She moved away, and played delightfully on the guitar until the guests rose to leave. Then she found an opportunity to tell Lord Reckage not to come back again. She was tired, she said, and her papa would think it too odd.
“Then to-morrow morning,” said he.
She named an hour.
CHAPTER XX
Robert, on leaving the house, drove to Grosvenor Gate, where he had an appointment with Disraeli. The ex-Minister was sitting, in a flowered dressing-gown, by the library fire. The blinds were not drawn, for the night was bright and starry; the moonlight streamed into the room, mingling strangely with the soft glow of the green-shaded lamp. There was a large bundle of documents on the table by Disraeli's side, and a pile of Continental newspapers on the floor. One of the latter he was reading, and, by the slight curl of his mouth and the gleam in his fine eyes, Orange saw that he was working out, to his amusement, some train of thought which gave full jurisdiction to his knowledge of humanity.
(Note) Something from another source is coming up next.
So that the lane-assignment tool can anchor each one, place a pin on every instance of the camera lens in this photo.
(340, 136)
“Bismarck,” said he, “is the first German statesman who has not regarded newspapers as inconvenient lumber. He wishes the Press to advance his great ideas by assuming the place of the Universities in training public opinion, and the place of the Church in controlling it. He might as well strive to make the horse into the lion, the mule into the unicorn, a parrot into the soaring eagle! Any man who is written up into a place can be written down out of it. Our friend will learn this too late—probably about the time that we, in England, are adopting, with enthusiasm, his present error. Ah, my dear Orange, watch the sky and you will learn the hearts of men. Observe the changing light, the clouds driven by the wind, the glimpses of pure blue, the sudden blackness, the startling brilliancy, and then—the monotonous grey. They seem too hard for me, at times. The clash between ideas and interests makes our inheritance a grim battlefield, and there are moments of mortification when one may feel tempted to sell it—not for a mess of pottage, but for the promise of a mess of pottage. Tempted, I said. There is always a course left, if you have the courage to face it. It may avail you; I cannot insure you even that. But if I were in your place, I would try.”
“I could never do better, sir, than to follow your advice or your example.”
“Never betray, then, the least depression at disappointments or reverses, but seize the few joyful occasions of life for the indulgence of any accumulated melancholy and bitterness. By this simple rule you will escape the charge urged against all the ambitious, who are usually as intoxicated by success as they are cowardly in adversity. It delights me to see you in high spirits. Tell me the news, but first give me your opinion of this little paragraph which will appear in to-morrow's Times.”